Deadhorse is a dry town. You can't buy alcohol here. If someone working here is found with alcohol, they are fired or kicked out. The workers here will occasionally buy cool-aid, throw some champagne yeast in, and brew their own awful alcohol that way.

There are no hotels here. Instead there are Man-Camps. There are no restaurants in Deadhorse, and no place to buy real food to cook. You eat at a mancamp. There was an outbreak of the flu here a few weeks back, and an entire camp was quarantined. From then on, every camp requires that you use hand sanitizer upon entrance, and you use disposable plastic gloves on top of that when you get your food. All the hangar facilities here also have hand sanitizer everywhere.

This is not a town, it's a construction site.

This is not a town, it's a construction site.

There is no pavement. Dirt roads lead everywhere. You get dust and mud on your boots (you don't wear shoes). Upon entering a camp, you rub your shoes on some aggressive mud-and-dust removing blocks. After that you are required to put fabric booties over your boots. You are not allowed to walk around in camps in sandals or barefoot. Everyone has big manly boots with fabric booties over them.

Bears roam freely through town. I wanted to take a picture of one, but I have been assured that a grizzly does not look majestic while rummaging through a dumpster, emerging with an ice cream wrapper stuck to its head.

The only passenger vehicle used here is a 4WD king cab diesel pickup. All trucks have heating blocks in them, because it is so cold in the winter that the oil in the engine would turn to a gel if left unheated. In every single parking lot there are dozens upon dozens of plugs for these trucks to keep warm during the forever night of an Arctic winter.

Every truck needs to be plugged in during the winter, or it won't start again.

Every truck needs to be plugged in during the winter, or it won't start again.

 

Because of the bears, we are required to keep our keys in the trucks and the trucks unlocked. If someone is walking along, they need the safety of a heavy truck to dive into immediately, and be able to drive off.

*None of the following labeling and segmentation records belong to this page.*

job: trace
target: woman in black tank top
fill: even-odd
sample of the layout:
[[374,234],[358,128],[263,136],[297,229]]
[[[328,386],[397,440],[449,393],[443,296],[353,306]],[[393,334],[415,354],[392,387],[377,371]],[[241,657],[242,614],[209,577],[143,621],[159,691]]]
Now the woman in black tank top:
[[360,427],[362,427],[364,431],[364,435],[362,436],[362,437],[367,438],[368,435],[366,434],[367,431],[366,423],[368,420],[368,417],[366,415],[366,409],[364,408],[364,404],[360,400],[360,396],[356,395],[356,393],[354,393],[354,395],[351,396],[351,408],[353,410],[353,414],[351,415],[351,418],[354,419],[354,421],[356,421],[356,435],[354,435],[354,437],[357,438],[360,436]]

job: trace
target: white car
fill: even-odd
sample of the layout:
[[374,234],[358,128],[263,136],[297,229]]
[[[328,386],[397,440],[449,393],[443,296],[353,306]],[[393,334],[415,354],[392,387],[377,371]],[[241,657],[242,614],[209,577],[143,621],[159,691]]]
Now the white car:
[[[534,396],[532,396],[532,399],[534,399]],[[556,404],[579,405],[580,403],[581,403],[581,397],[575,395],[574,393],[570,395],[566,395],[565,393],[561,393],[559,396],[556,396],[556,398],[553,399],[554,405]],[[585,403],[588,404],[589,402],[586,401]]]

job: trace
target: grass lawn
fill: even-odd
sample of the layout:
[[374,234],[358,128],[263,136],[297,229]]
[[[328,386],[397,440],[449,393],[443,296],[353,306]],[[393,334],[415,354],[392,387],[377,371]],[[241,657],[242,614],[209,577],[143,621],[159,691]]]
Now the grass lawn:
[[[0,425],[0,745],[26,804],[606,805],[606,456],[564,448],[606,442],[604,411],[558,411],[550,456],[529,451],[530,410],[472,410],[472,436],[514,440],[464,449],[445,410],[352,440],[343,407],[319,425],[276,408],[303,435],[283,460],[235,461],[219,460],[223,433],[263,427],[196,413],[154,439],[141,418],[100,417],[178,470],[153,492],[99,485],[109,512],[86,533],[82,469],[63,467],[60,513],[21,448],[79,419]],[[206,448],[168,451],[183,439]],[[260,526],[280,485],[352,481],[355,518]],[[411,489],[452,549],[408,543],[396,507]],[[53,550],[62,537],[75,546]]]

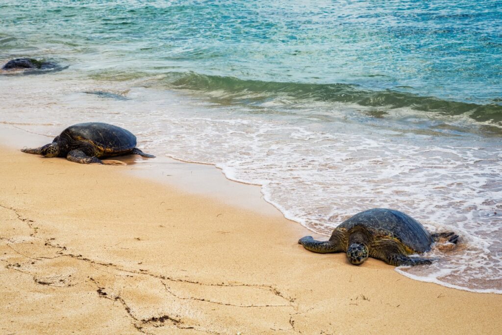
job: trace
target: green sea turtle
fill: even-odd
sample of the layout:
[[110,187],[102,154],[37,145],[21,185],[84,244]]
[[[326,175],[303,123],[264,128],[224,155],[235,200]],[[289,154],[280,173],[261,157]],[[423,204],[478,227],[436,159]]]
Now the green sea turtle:
[[[52,143],[21,151],[46,157],[66,157],[69,161],[82,164],[105,164],[99,159],[123,155],[155,157],[136,148],[136,137],[131,132],[100,122],[73,125],[56,136]],[[108,162],[123,164],[119,161]]]
[[428,251],[433,242],[455,244],[458,239],[452,232],[431,235],[418,221],[398,210],[373,208],[342,222],[328,241],[306,236],[298,243],[316,253],[346,252],[353,264],[360,264],[369,257],[399,266],[430,264],[431,259],[408,255]]
[[2,70],[48,70],[58,67],[58,65],[52,62],[44,62],[35,58],[16,58],[7,62]]

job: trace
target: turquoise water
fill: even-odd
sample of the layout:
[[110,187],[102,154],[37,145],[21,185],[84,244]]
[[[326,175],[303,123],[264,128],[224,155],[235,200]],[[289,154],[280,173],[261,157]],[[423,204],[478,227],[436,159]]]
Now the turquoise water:
[[233,99],[286,92],[502,121],[500,1],[114,3],[4,1],[0,52],[43,47],[88,74],[165,74],[168,87]]
[[462,241],[399,271],[502,293],[502,2],[4,0],[0,27],[1,62],[69,66],[0,75],[0,122],[123,126],[320,234],[402,210]]

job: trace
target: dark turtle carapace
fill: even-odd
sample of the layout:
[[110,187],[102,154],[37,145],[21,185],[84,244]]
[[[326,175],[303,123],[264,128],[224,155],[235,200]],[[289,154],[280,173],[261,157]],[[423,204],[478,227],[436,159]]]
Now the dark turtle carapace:
[[328,241],[306,236],[298,243],[316,253],[346,252],[353,264],[360,264],[369,257],[399,266],[430,264],[432,260],[409,255],[428,251],[433,242],[454,244],[458,239],[452,232],[431,235],[418,221],[398,210],[373,208],[342,222]]
[[[99,122],[74,125],[63,130],[52,143],[21,151],[46,157],[66,157],[69,161],[82,164],[104,164],[100,158],[123,155],[155,157],[136,148],[136,137],[131,132]],[[121,163],[118,161],[109,162]]]
[[7,62],[2,70],[57,70],[62,69],[52,62],[40,61],[35,58],[16,58]]

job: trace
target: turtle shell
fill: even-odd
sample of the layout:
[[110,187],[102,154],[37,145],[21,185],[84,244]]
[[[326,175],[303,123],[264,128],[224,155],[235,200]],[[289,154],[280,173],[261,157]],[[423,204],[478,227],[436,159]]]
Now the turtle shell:
[[120,154],[136,146],[136,137],[128,130],[100,122],[73,125],[63,131],[73,140],[90,142],[104,155]]
[[387,208],[373,208],[357,213],[337,228],[349,230],[355,226],[369,228],[380,236],[396,238],[411,249],[420,253],[430,249],[432,239],[424,226],[404,213]]

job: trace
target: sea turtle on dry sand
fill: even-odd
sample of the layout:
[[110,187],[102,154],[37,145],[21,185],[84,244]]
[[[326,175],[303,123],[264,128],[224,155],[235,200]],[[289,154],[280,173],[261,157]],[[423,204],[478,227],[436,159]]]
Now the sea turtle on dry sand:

No one is worried about theft here. We don't get keys to our hotel rooms. They are left unlocked when we leave. There is no black market here, so what would someone do with something they stole? We freely leave most of our possessions out, knowing that no one will touch them.

8/7-Research

Our plane has arrived. We had to make repairs to the cooling of the Laser Pressure Vessel (it is an airplane, so as it flies higher, the ambient air pressure decreases. A pressure vessel holds the instrument at one pressure to keep everything precise) on the methane detection instrument.

 

I forgot my boots at lab. My advisor is flying out on 8/8. He is putting them in his luggage. That's right, my advisor thinks nothing of carrying my hiking boots across the country for field work. He's pretty cool that way. Would your PhD advisor do that?

8-10

We flew!

8-11

We had some heat control issues with the laser system, and two of our three instrument overheated.

That's all for now. Thanks for reading!